Residential property leases generally require tenants to pay a fixed rent cost to the landlord and then assume responsibility for their own utility costs. Some residential leases may include one or more utility costs in the rent and those terms would be clearly spelled out in the contract.
Commercial leases may offer a greater range of options as more costs may come into play with factors such as parking lots for employees or customers and interior or exterior areas shared by multiple tenants.
Net lease options
As explained by CrowdStreet, a basic net lease functions similarly to a standard residential lease in which the landlord receives only rental payments from the tenant. Other costs such as property taxes, insurance, utilities, maintenance and repairs may be paid by the tenant with the lease contract outlining the portion of taxes and insurance to be paid by the tenant.
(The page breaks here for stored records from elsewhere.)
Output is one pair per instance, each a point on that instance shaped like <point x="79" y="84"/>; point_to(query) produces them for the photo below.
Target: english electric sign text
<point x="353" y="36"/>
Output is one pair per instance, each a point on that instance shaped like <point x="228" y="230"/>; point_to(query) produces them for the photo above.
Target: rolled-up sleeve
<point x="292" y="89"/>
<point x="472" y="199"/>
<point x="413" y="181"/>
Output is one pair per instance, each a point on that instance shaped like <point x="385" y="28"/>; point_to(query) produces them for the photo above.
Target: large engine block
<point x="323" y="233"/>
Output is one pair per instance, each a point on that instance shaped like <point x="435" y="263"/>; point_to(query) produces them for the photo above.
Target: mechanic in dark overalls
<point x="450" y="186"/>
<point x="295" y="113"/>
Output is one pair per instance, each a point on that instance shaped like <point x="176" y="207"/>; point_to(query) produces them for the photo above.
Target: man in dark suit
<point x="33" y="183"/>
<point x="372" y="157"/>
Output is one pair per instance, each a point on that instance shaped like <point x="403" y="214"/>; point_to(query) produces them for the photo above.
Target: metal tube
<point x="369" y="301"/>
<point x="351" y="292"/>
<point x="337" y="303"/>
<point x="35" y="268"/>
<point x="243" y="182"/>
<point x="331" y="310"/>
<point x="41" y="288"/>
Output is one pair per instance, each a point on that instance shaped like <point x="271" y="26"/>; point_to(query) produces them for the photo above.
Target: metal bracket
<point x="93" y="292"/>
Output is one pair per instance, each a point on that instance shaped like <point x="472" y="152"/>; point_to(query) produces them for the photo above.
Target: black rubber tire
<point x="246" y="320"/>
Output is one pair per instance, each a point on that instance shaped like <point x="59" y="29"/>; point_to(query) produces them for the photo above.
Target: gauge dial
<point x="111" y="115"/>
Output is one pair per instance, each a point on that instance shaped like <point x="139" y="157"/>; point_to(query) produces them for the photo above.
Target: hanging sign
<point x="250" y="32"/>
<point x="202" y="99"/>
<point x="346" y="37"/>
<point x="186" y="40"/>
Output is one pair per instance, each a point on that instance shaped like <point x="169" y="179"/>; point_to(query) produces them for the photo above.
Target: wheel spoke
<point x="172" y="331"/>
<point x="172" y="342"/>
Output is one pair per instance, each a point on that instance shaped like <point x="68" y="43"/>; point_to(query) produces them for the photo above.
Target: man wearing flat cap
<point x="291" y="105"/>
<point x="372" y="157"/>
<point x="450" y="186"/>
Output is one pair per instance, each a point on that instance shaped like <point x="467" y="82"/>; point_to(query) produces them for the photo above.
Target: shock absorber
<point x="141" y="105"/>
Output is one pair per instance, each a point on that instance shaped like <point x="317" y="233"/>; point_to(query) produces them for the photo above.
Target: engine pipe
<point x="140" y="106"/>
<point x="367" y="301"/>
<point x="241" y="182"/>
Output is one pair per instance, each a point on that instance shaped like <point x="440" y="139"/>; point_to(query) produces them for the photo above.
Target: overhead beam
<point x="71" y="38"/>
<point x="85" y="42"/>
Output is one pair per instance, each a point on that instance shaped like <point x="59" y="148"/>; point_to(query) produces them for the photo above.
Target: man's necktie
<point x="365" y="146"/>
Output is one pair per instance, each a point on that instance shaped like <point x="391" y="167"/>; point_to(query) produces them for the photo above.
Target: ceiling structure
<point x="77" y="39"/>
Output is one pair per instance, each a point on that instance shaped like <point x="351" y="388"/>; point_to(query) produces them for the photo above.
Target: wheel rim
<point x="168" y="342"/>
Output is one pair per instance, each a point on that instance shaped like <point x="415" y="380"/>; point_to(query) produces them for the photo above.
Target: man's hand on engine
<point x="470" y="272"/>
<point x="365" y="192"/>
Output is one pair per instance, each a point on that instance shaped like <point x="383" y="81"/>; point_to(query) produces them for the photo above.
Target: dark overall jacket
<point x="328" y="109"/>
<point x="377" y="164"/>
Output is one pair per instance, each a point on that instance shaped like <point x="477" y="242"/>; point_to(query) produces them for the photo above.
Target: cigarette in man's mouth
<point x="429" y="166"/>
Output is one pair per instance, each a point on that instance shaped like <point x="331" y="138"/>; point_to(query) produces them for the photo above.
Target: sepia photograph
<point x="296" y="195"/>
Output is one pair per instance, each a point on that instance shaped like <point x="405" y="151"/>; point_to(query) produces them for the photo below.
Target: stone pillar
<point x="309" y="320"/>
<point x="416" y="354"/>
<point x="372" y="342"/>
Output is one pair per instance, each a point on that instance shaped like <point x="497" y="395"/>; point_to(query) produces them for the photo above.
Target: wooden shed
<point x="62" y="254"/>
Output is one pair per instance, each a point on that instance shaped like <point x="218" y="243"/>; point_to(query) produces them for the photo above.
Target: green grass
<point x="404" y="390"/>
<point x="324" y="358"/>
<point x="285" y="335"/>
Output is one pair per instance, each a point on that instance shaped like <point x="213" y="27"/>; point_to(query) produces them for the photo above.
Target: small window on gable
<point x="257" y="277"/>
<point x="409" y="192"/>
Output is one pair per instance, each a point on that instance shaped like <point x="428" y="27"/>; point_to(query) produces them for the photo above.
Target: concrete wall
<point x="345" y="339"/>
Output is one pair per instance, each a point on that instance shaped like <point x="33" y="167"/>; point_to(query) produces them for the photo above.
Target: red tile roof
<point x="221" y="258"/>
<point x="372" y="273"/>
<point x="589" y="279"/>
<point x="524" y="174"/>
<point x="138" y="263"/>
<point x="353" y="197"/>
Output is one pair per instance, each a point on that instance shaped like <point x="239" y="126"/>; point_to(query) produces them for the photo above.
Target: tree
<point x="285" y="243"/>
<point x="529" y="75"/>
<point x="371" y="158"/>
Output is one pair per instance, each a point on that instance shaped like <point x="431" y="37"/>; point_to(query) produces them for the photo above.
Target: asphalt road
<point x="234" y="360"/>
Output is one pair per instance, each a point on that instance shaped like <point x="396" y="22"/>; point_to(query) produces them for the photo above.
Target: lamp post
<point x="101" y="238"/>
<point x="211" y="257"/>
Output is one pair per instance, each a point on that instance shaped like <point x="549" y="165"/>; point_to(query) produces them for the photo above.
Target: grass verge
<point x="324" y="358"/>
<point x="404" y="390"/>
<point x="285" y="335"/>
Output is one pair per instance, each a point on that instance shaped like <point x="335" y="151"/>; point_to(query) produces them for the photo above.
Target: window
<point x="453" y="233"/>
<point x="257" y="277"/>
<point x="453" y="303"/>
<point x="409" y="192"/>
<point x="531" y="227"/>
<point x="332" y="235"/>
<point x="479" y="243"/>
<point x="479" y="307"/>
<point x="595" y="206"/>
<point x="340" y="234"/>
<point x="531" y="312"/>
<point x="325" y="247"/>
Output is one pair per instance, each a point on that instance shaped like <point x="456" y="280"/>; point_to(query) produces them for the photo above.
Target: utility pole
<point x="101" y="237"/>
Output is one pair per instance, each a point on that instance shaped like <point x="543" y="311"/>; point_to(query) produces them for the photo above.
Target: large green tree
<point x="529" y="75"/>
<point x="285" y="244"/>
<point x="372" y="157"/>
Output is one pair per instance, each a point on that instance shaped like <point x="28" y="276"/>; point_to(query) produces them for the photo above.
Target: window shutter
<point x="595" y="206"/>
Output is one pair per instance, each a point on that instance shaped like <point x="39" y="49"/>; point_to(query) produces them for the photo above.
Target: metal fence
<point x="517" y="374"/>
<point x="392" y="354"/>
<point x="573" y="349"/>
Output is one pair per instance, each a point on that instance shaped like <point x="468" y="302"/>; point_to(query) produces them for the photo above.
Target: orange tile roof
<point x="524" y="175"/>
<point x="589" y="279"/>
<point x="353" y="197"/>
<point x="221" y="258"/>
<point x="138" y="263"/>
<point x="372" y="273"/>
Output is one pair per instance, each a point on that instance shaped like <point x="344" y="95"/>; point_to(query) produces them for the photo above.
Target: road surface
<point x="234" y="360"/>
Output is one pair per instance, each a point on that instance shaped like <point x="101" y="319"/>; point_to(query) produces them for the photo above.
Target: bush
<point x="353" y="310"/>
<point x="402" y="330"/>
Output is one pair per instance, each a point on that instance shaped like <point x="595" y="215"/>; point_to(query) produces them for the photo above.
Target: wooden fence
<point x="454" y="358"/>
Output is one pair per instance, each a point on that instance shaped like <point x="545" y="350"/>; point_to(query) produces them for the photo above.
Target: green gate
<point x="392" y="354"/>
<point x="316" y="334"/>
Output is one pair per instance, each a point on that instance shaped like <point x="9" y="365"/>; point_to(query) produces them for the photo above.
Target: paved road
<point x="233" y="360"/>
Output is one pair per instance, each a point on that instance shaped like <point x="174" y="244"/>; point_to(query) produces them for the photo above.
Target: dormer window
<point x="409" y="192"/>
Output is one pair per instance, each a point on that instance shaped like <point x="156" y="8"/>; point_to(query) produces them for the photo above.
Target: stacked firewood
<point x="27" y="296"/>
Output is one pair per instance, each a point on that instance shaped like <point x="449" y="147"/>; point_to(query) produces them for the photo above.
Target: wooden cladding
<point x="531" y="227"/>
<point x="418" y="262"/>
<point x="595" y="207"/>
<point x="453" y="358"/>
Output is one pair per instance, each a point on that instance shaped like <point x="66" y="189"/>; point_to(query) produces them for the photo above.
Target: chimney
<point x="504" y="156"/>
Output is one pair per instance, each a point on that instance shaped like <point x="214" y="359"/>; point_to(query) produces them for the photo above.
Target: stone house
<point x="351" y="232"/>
Multiple net lease options exist that assign different portions of liability to the tenant and to the landlord so the parties may develop an agreement that meets their needs.
Gross lease options
On the other end of the spectrum, a basic gross lease provides one fixed cost to the tenant regardless of any changes in taxes, repairs, utilities or other factors. The landlord must assume the responsibility of meeting the changing cost needs. As with a net lease, a gross lease may be structured to adjust the responsibility for costs of individual items.
This information is not intended to provide legal advice but is instead meant to give people and businesses in New York an overview to the range of terms and structures that may be incorporated into a commercial property lease agreement.